In plenty of work environments ranging from clinical jobs to desk
jobs to manufacturing jobs, sleep deprivation is one of the major
factors in increasing errors in their work environment and sleep
deprived employees are a hazard to themselves and their
environment. Diagnostic reasoning error rate can increase fivefold
due to fatigue and sleep deprivation alone. (Crockery 2009)

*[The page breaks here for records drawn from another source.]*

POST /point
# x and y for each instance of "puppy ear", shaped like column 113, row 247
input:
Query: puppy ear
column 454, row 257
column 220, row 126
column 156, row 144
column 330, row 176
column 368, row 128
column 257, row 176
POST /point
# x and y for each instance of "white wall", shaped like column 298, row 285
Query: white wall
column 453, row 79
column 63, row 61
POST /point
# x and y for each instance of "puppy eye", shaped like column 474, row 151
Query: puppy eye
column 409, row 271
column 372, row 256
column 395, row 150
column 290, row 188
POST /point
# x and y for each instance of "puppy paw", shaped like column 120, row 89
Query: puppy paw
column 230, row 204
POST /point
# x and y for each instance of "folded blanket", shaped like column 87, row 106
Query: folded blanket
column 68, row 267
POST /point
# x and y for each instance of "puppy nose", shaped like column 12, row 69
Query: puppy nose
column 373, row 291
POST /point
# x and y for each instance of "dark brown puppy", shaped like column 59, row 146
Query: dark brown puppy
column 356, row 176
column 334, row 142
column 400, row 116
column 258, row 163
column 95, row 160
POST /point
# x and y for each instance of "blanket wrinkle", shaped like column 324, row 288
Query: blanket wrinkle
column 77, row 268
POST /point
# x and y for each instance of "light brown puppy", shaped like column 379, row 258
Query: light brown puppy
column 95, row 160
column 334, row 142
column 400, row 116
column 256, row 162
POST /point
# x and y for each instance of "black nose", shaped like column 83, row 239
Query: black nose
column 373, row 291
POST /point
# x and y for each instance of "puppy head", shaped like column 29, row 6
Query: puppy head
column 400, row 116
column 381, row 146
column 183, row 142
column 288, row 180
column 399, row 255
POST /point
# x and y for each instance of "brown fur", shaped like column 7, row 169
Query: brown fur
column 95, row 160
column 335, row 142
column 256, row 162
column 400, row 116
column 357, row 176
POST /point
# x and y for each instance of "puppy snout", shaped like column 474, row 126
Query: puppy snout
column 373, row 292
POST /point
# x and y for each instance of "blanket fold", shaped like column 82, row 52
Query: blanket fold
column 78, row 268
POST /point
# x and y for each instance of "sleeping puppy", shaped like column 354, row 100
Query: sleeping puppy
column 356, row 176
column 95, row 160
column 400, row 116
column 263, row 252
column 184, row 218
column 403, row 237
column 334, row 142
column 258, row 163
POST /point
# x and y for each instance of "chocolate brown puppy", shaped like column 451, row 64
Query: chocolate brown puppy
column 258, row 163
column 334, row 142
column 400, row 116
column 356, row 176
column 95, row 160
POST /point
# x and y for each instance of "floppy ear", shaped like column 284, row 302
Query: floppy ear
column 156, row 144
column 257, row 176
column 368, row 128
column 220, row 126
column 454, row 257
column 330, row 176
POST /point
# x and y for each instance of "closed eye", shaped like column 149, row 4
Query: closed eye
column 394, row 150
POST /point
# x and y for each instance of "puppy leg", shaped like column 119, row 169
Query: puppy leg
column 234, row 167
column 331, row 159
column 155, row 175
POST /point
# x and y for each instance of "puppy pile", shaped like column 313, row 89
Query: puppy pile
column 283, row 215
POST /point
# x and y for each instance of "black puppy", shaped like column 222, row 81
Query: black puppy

Sleep is critical in consolidating memories subsequently, and thus,
learning. Sleep before forming those memories is equivalent to
sleeping after for the initial formation of new memories as evidence
shows that participants sleep deprived of one night caused a
significant activity deficit in the hippocampus during episodic
memory encoding which in turn results in further worsening of
retaining memories subsequently. Sleep before and after learning is
critical in preparing the human brain for next-day memory formation
- which is worrying due to societys rise of the erosion of sleep time.
(Yoo 2007)
Even after two nights of recovery sleep, students from top high
schools still have residual effects that can still be observed in
regards to their processing speed, subjective alertness, and
sustained attention. Seeing that these students are susceptible to
neurobehavioral deficits should cause policymakers, parents, and
the students themselves to reconsider if sleep should continue to be
sacrificed for the sake of academic achievement or some other
achievement of equivalence to those who arent students. (Loetal
2016)
While the underlying reasoning as to why or how sleep is important
in preserving our performance in being optimal is still unknown and
only correlations have been found attached to it that seems to
indicate that not being well-rested will hinder our optimal
performances. A well-rested person performs optimally, whereas
those who arent well rested has their performance diminished.